Lastly, when employing a wide formation such as the 4-4-2, teams can stretch out the opposition defence in order to penetrate between the lines. The wingers would force the opposition full backs to cover them, allowing for the striker duo to take advantage of the space and creating 1v1 situations which are favourable for strikers.
As a testament to these strengths, it must be mentioned that many successful teams switch to 4-4-2 in defence (Ancelotti’s Real Madrid above) because of its efficient use of space and ability to close the space between rows of players. Further, it helped Leicester win the Premier League, despite the fact they were 5000/1 at the start of that season.
Rigidity and predictability are good in terms of knowing where your teammates are and where their runs will be. But it is also a drawback as it can stifle creativity and make an attack predictable. It goes without saying that a coach can choose to be creative with the 4-4-2 system but then it loses the advantages it has – compactness, predictability and efficient placement across the pitch.
Additionally, this system demands a lot from the players, particularly the central midfielders – they must be part of the attack and defence. Demanding more from your team can cultivate team spirit but it leaves teams at risk of fatigue, which poses the additional challenges of injuries.
Today, many teams play with three players in midfield, which serves to outnumber the two that 4-4-2 offers. A forward can be required to drop back into midfield, but the great counter-attacking advantage that 4-4-2 offers is then neutralised. Therefore, like all formations, this requires flexibility according to the situation and circumstances.
The 4-4-2 makes efficient use of space, which leads to minimum risk. However, this implies that it will have consequences in terms of ceding possession and looking to play on the counterattack. It must be noted that this is not entirely the case, with Ancelotti’s Real Madrid using this formation, albeit while defending, in a Champions League winning season. In general, however, this formation is associated with a cautious and more defensive approach and it therefore requires having quality forwards who can finish off what little opportunities come their way.
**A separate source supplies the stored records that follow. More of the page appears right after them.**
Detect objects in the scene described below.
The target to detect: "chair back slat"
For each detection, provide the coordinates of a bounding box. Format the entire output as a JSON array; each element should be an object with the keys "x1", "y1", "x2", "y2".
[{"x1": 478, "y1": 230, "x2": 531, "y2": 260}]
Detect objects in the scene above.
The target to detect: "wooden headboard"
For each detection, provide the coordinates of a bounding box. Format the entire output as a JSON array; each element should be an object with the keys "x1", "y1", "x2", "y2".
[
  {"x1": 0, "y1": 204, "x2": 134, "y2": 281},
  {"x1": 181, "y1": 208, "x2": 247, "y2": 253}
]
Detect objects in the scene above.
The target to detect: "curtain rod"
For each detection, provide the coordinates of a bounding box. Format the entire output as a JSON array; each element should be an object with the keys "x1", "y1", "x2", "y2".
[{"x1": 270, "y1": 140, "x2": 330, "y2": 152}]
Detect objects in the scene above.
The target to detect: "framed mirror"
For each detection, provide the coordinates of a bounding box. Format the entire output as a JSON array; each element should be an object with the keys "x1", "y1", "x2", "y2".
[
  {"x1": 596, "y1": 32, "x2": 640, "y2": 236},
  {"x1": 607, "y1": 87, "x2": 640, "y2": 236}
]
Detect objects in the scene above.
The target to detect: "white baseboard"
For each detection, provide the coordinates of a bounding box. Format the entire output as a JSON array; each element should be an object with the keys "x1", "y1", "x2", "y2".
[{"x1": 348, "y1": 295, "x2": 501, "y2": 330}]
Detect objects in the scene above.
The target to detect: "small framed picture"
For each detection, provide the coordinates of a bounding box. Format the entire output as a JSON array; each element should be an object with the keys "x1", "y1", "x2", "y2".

Johan Cruyff said that having three straight lines of players is not conducive of creating passing triangles – and a triangle always beats a line (see 4-2-3-1, which consists of interlocking triangles). The 4-4-2 system also does not allow for the use of creative midfielders (usually a no.10) as they are not often defensively capable and are more useful in the attacking third for link-up play. This is possibly the reason Ancelotti used it solely for defensive purposes.
4-4-2 has gone from being used by 57% of the teams in the Premier League in the 2007/08 season to only 8% from 2011 to 2014. It was mostly superseded by the 4-2-3-1 formation, with Germany (using 4-2-3-1) beating England (using 4-4-2) 4-1 in the round of 16 at the 2010 World Cup in South Africa being almost symbolic of this power shift.
Overall, the 4-4-2 system seems to be out of favour, but it still utilised when organisation is needed or when the underdog is still trying to play head-to-head with bigger teams (i.e., Leicester). Some even go to say that it is the death of traditional wingers that led to a decline in the formation, with inside forwards such as Messi, Ronaldo, Hazard, and Salah replacing them. However, if a team possesses high quality forwards and a fit, hard-working team, it can be a challenge for any system.